Digestion. 2008;77(3-4):166-72

Authors: Mishima Y, Amano Y, Okita K, Takahashi Y, Moriyama N, Ishimura N, Furuta K, Ishihara S, Adachi K, Kinoshita Y

BACKGROUND AND AIM: Colonoscopy plays an important role in the diagnosis and treatment of gastrointestinal illness in both Western countries and Japan. However, preparative bowel cleansing for colonoscopy is frequently troublesome for elderly and/or constipated patients, since they must drink larger volumes of lavage solution for adequate cleansing.

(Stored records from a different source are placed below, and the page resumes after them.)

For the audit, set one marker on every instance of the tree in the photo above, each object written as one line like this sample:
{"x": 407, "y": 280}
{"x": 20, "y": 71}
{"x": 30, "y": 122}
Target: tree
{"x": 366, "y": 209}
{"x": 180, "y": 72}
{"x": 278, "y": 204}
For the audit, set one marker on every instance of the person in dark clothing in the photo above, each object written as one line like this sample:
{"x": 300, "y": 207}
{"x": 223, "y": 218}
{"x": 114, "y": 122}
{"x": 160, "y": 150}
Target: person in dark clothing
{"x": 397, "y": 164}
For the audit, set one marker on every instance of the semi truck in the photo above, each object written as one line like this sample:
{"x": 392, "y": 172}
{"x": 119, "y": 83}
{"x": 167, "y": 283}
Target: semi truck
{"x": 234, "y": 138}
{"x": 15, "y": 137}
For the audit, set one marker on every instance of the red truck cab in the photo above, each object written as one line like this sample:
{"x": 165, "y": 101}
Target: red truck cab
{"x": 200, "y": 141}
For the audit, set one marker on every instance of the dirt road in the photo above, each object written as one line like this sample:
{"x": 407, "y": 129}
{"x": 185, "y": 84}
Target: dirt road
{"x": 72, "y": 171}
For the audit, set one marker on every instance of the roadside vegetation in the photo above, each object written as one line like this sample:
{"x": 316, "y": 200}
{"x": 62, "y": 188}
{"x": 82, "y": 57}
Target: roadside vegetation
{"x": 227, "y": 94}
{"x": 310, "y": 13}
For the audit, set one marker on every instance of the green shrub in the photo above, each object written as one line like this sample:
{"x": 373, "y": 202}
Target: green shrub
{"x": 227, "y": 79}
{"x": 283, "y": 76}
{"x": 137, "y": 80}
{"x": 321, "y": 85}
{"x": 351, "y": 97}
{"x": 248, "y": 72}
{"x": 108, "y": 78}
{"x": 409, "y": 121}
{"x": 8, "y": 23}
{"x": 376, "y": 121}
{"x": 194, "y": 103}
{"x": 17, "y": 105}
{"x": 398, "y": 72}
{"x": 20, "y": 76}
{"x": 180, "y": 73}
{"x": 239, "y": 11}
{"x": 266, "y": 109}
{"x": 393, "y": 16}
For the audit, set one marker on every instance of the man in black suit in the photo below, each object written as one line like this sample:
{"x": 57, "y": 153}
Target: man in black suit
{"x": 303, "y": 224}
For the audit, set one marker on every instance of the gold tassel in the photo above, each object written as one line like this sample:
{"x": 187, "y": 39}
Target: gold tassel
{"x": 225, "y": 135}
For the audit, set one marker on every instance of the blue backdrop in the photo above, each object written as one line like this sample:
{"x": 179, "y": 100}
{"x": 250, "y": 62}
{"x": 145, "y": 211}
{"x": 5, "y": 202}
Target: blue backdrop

We investigated the use of prokinetic agents for improving the efficacy and tolerability of bowel cleansing prior to colonoscopy. METHODS: 613 patients were divided into two groups according to oral lavage solution used (polyethylene glycol or magnesium citrate), and were further randomized to receive either vehicle (100 ml water) alone, vehicle with 5 mg mosapride citrate, or vehicle with 50 mg itopride hydrochloride 30 min before administration of lavage solution. Experimental parameters included bowel cleansing quality, times to first defecation and completion of bowel cleansing, and incidence of uncomfortable abdominal symptoms during colonoscopy preparation. RESULTS: Administration of mosapride citrate or itopride hydrochloride prior to oral lavage solution did not significantly improve bowel cleansing quality. However, statistically significantly fewer uncomfortable abdominal symptoms were found in patients who received mosapride citrate or itopride hydrochloride versus vehicle alone. CONCLUSION: Prokinetic agents effectively decreased the incidence of uncomfortable abdominal symptoms experienced during colonoscopy preparation.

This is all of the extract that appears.